When I opened my eyes, the light was still blinding, so I couldn’t clearly see the man who had saved us, but from the name and the miracle I knew that it must be Saint Nicholas. I recognized everything around us: the kitchen, the windows, the innkeeper (who looked at me, fully formed, and ran in panic from the room. We never saw him again). We were all in fetal positions, naked.

“We’re alive,” said Beppo, without enthusiasm. “Back in the famine.”

Leonardi rolled to a kneeling position and said, “I’m sorry, St. Nicholas! I was frightened, and I acted cruelly to my friends. Please forgive me.” But Nicholas was gone. He had already blessed us, apparently.

Beppo found our clothes in a corner and got up and tossed them to us.

“I’m sorry for the way I acted, friends,” said Beppo, looking shaken. “I should have known God would save us.”

“And I’m sorry I said those things to you,” Leonardi said to me.

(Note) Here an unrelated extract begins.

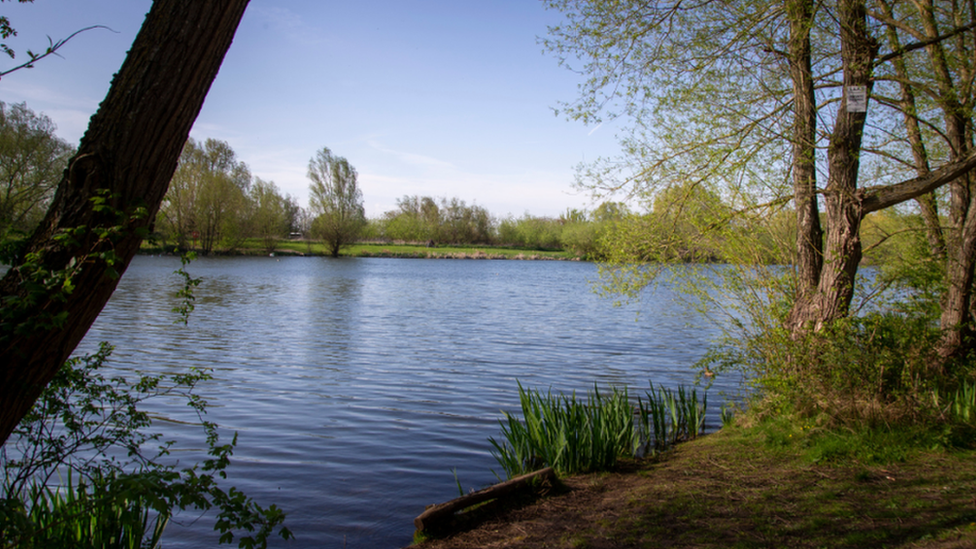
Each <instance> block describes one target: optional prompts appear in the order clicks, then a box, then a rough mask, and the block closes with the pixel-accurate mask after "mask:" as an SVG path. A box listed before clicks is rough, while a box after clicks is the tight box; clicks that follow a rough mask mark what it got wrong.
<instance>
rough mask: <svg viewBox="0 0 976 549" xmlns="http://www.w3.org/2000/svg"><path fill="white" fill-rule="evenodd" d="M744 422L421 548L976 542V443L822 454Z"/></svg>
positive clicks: (496, 514)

I too felt a sense of relief at at least being alive again, and this washed away all my resentment. “It’s okay,” I said to Leonardi. “I said some harsh things, too.” And we shook hands. Then I noticed that he had a scar on his thumb, right below the nail.

“Let’s get out of here,” said Beppo.

“Which way?” I asked, but I didn’t know what I was saying. I was too shaken to pay attention to my own words, and I just rattled off whatever came to my (?) lips.

“Forward!” said Leonardi, leading the way. “God will take care of us!” So now Leonardi was leading. And it looked like he’d put on some weight.

Beppo nodded and said, “I’ve never been very religious, but now I know that God really is fair!”

I felt dizzy and sick. But they wanted to go, and I couldn’t leave them. We were inextricable now.

“Let’s just find someplace home. I mean safe,” I said, and I followed them through the rest of the village along the main road, taking in sights with maybe Beppo’s eyes, walking with possibly Leonardi’s legs, and with anybody’s heart juddering hard within my chest.